After Glen Clark took over as premier in February 1996, Priddy was appointed Minister of Labour. She was re-elected in the May 1996 provincial election, and briefly assumed the Small Business, Tourism and Culture portfolio that June. (Note: Priddy took a temporary leave of absence while fighting breast cancer from June to September 1996. Dan Miller served as acting Minister of Small Business, Tourism and Culture during this time.) She was re-assigned as Minister of Children and Families in September 1996, before assuming the roles of Minister of Health and Minister Responsible for Seniors in February 1998. She retained both portfolios during Dan Miller's term as premier and interim NDP leader.

She was named Minister of Education in February 2000 by new Premier Ujjal Dosanjh. With the NDP trailing in the polls, she announced on October 30, 2000 that she would not run in the following year's provincial election, and was dropped from the cabinet a few days later. She returned to politics in 2002 when she was elected to Surrey City Council, serving one term as councillor.

Following the death of independent Surrey North MP Chuck Cadman, Priddy entered the race for the riding as a federal NDP candidate in the 2006 election. Priddy had been friends with Cadman and his wife Dona for many years despite their sharp political differences, and later received Dona Cadman's endorsement for the Surrey North seat. Priddy went on to defeat Conservative candidate David Matta and became the riding's MP, serving as the NDP's health critic from 2006 to 2007, then as the party's public safety critic and assistant justice critic from 2007 to 2008. She declined to run in the 2008 federal election.

==Personal life and other activities==
She and her husband Robert have two adult children. She was diagnosed with breast cancer in December 1995, and underwent surgery and radiation therapy shortly thereafter. She then went through chemotherapy after the 1996 provincial election, and made a full recovery.

In 2001, Priddy was awarded an honorary Doctorate of Law degree from Kwantlen University College for her service to the people of BC.

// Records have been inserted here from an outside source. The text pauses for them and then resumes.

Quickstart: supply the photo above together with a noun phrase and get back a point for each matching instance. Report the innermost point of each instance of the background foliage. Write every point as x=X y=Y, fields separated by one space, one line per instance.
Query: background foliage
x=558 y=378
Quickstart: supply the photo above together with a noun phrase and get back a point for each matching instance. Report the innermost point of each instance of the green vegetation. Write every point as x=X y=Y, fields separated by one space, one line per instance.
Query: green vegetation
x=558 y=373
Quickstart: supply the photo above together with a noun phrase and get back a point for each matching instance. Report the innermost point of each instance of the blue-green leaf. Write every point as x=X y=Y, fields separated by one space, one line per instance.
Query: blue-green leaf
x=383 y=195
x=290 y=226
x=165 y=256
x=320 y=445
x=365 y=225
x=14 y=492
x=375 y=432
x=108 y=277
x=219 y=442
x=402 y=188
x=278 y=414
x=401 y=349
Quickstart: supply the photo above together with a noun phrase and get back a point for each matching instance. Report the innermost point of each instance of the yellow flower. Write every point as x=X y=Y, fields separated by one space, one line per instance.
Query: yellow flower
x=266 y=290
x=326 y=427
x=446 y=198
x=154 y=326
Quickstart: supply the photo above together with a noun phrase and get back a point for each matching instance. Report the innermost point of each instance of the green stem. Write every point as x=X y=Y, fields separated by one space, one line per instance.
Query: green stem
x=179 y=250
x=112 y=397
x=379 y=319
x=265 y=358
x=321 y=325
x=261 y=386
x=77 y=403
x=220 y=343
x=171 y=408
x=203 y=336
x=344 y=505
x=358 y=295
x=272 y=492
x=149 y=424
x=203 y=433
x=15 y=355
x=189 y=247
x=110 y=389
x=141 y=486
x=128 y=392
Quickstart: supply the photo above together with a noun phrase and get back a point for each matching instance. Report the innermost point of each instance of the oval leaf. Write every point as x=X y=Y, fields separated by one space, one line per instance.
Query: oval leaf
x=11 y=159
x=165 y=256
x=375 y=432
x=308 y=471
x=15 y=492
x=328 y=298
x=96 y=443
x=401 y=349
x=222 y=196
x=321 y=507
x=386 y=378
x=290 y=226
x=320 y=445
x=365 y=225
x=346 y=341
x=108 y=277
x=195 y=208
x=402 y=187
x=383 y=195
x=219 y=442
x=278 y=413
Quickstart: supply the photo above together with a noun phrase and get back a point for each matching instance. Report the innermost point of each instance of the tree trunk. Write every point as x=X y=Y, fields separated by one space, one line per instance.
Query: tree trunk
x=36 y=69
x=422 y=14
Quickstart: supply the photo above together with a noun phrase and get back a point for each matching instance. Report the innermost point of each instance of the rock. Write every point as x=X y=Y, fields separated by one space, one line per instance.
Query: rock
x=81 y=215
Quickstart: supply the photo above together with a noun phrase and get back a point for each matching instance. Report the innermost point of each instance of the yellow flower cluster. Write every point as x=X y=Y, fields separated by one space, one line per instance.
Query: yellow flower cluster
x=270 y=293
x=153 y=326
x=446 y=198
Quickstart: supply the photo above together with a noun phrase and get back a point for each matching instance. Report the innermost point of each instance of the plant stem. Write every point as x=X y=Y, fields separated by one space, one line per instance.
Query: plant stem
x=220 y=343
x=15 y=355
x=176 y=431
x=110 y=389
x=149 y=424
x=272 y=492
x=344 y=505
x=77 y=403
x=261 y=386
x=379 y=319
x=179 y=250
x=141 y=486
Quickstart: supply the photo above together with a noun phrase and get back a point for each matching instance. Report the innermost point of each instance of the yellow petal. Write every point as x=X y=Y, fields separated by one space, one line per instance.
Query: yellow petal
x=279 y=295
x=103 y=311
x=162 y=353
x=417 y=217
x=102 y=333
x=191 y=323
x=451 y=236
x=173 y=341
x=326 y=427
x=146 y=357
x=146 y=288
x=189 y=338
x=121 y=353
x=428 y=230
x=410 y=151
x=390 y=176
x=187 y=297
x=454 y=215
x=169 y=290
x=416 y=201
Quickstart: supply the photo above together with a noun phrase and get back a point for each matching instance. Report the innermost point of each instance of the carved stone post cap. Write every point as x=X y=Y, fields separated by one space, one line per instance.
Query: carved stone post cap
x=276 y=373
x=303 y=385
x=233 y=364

She is a member of the Canadian Women Voters Congress, Canadian Women of Municipal Government, and the Heritage Advisory Commission for the City of Surrey. She is a past co-chair of the National Women's Campaign School, and served for three terms as a municipal representative to the board of directors for the Vancouver Fraser Port Authority from 2011 to 2020.